Type: enum
Default: on
Context: user
Restart: false
Values: [local, remote_write, remote_apply, on, off]

Specifies how much WAL processing must complete before the database server returns a success indication to the client. Valid values are remote_apply, on (the default), remote_write, local, and off.

If synchronous_standby_names is empty, the only meaningful settings are on and off; remote_apply, remote_write and local all provide the same local synchronization level as on. The local behavior of all non-off modes is to wait for local flush of WAL to disk. In off mode, there is no waiting, so there can be a delay between when success is reported to the client and when the transaction is later guaranteed to be safe against a server crash. (The maximum delay is three times wal_writer_delay.) Unlike fsync, setting this parameter to off does not create any risk of database inconsistency: an operating system or database crash might result in some recent allegedly-committed transactions being lost, but the database state will be just the same as if those transactions had been aborted cleanly. So, turning synchronous_commit off can be a useful alternative when performance is more important than exact certainty about the durability of a transaction. For more discussion see wal-async-commit.

If synchronous_standby_names is non-empty, synchronous_commit also controls whether transaction commits will wait for their WAL records to be processed on the standby server(s).

When set to remote_apply, commits will wait until replies from the current synchronous standby(s) indicate they have received the commit record of the transaction and applied it, so that it has become visible to queries on the standby(s), and also written to durable storage on the standbys. This will cause much larger commit delays than previous settings since it waits for WAL replay. When set to on, commits wait until replies from the current synchronous standby(s) indicate they have received the commit record of the transaction and flushed it to durable storage. This ensures the transaction will not be lost unless both the primary and all synchronous standbys suffer corruption of their database storage. When set to remote_write, commits will wait until replies from the current synchronous standby(s) indicate they have received the commit record of the transaction and written it to their file systems. This setting ensures data preservation if a standby instance of PostgreSQL crashes, but not if the standby suffers an operating-system-level crash because the data has not necessarily reached durable storage on the standby. The setting local causes commits to wait for local flush to disk, but not for replication. This is usually not desirable when synchronous replication is in use, but is provided for completeness.

This parameter can be changed at any time; the behavior for any one transaction is determined by the setting in effect when it commits. It is therefore possible, and useful, to have some transactions commit synchronously and others asynchronously.
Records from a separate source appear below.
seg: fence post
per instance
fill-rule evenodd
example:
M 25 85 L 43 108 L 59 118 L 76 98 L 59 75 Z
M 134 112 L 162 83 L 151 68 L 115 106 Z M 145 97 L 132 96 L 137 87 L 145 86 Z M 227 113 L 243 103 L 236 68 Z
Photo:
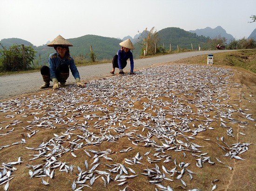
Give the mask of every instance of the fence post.
M 148 43 L 147 43 L 147 46 L 146 46 L 146 55 L 147 55 L 147 52 L 148 52 Z
M 93 51 L 93 47 L 91 45 L 90 45 L 90 50 L 91 50 L 91 59 L 92 59 L 92 61 L 93 61 L 93 62 L 95 62 L 95 58 L 94 53 Z
M 21 52 L 22 52 L 22 61 L 23 62 L 23 70 L 26 69 L 25 52 L 24 45 L 21 45 Z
For example, to make a single multistatement transaction commit asynchronously when the default is the opposite, issue SET LOCAL synchronous_commit TO OFF within the transaction.

synchronous-commit-matrix summarizes the capabilities of the synchronous_commit settings.

synchronous_commit Modes
synchronous_commit setting local durable commit standby durable commit after PG crash standby durable commit after OS crash standby query consistency
remote_apply
on
remote_write
local
off

Recommendations

If data integrity is less important to you than response times (for example, if you are running a social networking application or processing logs) you can turn this off, making your transaction logs asynchronous. This can result in up to wal_buffers or wal_writer_delay * 2 worth of data in an unexpected shutdown, but your database will not be corrupted. Note that you can also set this on a per-session basis, allowing you to mix “lossy” and “safe” transactions, which is a better approach for most applications.